Il ne faut pas non plus oublier son plus grand atout : son fort déphasage thermique. La laine de chanvre bloque en effet l’entrée d’une partie de la chaleur estivale dans une maison, ce qui préserve la fraîcheur intérieure et limite le recours à la climatisation.
Les limites qui nuancent son bilan écologique
Le terme « vraiment » écologique varie selon le produit acheté. Plusieurs facteurs viennent nuancer ce bilan et méritent que vous vous y attardiez.

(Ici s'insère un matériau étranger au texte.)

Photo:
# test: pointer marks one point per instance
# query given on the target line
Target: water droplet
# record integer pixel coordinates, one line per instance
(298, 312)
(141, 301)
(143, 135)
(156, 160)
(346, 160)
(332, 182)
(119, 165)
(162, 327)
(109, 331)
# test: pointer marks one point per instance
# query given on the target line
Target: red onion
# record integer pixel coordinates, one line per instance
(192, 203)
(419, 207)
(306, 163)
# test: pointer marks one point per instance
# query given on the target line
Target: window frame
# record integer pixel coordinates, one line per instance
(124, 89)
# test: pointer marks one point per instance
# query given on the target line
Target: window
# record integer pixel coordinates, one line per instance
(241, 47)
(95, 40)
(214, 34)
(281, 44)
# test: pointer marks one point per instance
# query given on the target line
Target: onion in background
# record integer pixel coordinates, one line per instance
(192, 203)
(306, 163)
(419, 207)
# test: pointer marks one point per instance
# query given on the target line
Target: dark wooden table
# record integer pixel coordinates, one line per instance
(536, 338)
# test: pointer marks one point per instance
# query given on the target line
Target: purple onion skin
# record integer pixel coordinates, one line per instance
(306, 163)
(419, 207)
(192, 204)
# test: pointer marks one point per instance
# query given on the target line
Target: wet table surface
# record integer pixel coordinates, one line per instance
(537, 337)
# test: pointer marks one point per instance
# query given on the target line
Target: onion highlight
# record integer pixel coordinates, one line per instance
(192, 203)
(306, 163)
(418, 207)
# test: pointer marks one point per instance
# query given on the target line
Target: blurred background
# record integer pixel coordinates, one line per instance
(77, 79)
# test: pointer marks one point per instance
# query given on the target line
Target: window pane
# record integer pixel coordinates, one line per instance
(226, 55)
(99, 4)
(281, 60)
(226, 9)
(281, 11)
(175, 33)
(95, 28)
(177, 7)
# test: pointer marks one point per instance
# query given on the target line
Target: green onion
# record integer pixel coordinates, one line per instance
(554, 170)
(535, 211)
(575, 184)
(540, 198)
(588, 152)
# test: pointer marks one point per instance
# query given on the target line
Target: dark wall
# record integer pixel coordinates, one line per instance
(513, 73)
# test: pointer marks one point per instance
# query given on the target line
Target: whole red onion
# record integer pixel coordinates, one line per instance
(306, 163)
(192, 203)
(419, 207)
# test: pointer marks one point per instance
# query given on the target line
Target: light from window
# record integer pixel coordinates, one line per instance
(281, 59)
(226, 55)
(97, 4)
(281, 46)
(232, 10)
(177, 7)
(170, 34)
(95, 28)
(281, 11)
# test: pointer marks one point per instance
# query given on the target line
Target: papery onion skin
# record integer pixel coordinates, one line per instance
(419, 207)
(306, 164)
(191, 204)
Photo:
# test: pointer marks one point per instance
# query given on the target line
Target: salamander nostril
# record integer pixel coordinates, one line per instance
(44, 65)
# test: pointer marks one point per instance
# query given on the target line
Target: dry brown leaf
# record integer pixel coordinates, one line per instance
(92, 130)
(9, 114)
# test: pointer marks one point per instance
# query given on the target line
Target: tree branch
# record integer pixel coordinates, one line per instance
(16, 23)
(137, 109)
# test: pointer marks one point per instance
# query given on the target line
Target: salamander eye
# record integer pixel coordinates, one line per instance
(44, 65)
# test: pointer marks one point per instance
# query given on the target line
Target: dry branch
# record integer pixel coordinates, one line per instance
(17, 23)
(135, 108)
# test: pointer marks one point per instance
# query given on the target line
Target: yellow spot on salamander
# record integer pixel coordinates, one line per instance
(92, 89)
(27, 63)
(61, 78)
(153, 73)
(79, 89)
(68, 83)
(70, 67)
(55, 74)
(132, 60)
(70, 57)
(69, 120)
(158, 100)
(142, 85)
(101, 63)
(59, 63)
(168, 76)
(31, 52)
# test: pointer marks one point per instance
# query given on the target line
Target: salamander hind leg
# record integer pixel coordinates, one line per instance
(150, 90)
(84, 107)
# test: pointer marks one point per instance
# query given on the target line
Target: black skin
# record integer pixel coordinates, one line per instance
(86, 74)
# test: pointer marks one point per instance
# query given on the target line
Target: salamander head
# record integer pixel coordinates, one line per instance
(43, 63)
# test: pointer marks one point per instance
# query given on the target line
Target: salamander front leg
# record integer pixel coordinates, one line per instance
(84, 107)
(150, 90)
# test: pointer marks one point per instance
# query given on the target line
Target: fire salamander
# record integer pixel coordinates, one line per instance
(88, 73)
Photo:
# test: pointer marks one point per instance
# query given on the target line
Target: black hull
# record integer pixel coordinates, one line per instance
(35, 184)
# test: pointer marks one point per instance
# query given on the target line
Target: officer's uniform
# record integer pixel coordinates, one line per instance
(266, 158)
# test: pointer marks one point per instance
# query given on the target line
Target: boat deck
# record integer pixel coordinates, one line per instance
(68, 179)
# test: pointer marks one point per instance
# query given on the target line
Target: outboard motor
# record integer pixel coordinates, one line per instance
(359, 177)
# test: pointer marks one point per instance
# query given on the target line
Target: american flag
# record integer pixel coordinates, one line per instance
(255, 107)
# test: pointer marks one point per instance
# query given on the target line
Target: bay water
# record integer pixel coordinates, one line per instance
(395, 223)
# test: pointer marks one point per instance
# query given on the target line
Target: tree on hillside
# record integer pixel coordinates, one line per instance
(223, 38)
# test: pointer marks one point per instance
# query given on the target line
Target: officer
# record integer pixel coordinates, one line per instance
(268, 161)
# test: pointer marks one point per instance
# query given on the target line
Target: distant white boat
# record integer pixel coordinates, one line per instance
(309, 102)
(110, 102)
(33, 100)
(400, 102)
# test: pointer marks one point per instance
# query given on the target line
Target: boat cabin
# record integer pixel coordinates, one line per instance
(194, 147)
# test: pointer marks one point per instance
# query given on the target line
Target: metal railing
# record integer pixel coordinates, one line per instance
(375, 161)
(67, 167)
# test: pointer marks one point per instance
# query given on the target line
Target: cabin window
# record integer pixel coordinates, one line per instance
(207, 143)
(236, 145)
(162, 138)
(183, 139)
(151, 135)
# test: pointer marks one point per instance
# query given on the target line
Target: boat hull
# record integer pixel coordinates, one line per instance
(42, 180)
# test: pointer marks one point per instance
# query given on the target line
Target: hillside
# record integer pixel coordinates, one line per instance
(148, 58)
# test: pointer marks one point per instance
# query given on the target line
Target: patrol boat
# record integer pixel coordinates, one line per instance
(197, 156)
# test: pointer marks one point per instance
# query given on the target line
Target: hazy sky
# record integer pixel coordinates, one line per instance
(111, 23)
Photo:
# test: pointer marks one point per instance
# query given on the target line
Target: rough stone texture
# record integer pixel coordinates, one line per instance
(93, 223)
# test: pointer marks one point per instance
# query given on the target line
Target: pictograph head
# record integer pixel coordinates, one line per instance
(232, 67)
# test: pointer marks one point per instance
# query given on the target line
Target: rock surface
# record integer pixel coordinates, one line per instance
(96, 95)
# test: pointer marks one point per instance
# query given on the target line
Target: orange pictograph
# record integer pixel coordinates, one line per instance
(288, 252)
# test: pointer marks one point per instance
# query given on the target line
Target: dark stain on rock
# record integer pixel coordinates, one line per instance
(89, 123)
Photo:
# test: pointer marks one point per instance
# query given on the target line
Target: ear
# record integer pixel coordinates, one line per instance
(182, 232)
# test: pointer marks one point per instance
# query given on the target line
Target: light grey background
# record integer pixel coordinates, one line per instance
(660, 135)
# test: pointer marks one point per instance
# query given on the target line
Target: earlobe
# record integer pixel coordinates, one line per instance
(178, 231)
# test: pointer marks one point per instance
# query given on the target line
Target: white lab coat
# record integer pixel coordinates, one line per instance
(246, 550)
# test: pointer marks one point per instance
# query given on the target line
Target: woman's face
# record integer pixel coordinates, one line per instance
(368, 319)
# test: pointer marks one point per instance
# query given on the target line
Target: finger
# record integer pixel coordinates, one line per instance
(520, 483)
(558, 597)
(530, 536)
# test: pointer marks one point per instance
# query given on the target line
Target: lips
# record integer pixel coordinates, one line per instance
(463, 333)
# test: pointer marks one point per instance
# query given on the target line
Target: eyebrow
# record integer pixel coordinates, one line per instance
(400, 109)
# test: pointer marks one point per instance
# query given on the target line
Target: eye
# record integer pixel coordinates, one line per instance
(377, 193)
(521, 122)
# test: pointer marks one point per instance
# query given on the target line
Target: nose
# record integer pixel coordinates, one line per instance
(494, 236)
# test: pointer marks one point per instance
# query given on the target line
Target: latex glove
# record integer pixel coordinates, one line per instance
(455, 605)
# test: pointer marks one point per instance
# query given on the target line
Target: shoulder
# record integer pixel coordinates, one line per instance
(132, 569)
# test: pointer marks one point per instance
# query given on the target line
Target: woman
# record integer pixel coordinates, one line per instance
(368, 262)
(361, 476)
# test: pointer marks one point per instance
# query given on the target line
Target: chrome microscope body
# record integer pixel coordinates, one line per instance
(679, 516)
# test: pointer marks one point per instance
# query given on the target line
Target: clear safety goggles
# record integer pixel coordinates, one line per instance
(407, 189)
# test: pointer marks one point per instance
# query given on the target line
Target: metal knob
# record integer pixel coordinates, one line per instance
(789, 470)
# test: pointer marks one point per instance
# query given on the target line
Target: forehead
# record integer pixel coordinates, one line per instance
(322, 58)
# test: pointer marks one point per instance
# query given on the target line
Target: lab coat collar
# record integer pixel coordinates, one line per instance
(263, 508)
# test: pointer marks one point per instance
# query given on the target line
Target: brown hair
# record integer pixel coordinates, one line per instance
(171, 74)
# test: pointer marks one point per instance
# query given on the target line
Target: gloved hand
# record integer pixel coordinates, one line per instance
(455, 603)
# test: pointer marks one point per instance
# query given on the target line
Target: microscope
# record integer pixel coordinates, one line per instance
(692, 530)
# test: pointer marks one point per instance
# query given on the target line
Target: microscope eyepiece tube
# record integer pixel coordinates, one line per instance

Des liants synthétiques dans les panneaux
La laine de chanvre n’est presque jamais 100 % végétale. Pour assurer la cohésion de ses fibres et former les panneaux ou les rouleaux, des liants synthétiques sont souvent utilisés, à hauteur de 10 à 25 % du produit selon les gammes. C’est un élément que vous ne devez pas oublier d’évaluer d’une marque à une autre, lorsque vous effectuez votre achat.
Énergie de transformation et transport
La fabrication de la laine de chanvre est un processus qui se divise en plusieurs étapes : récolte de la tige de la plante, séchage naturel, broyage, défibrage, ajout de liant, mise en forme, etc. Cette transformation nécessite de l’énergie grise qui, en plus de l’acheminement des matières premières et des produits finis, alourdit le bilan carbone global. Un isolant fait avec des fibres importées, transporté sur des kilomètres, voit en outre une partie de son bénéfice environnemental initial s’éroder en chemin.
Comment choisir une laine de chanvre vraiment écologique ?
Vous l’aurez compris, pour obtenir de la laine de chanvre avec le moins d’impact environnemental possible, une vérification de quelques critères s’impose avant de procéder à l’achat :
- D’abord, est-ce que le produit provient d’une fabrication française ? Si oui, les émissions liées au transport sont réduites, puisque le chanvre est cultivé en abondance en France, qui en est d’ailleurs le premier producteur européen. Privilégier la production locale raccourcit donc le trajet.
- Ensuite, pouvez-vous vérifier la présence d’une certification ACERMI ou d’un Avis Technique du CSTB ? C’est ce qui garantit que les performances thermiques et la durabilité affichées ont été testées et confirmées par un organisme indépendant.
- Puis, quels sont le format et le taux de biosourcé ? En vrac, à souffler ou à répandre, la laine de chanvre comporte généralement moins de liant synthétique que les panneaux. Si ces options ne conviennent pas à votre chantier, misez sur les panneaux riches en fibres de chanvre et affichant la teneur la plus faible possible de liant.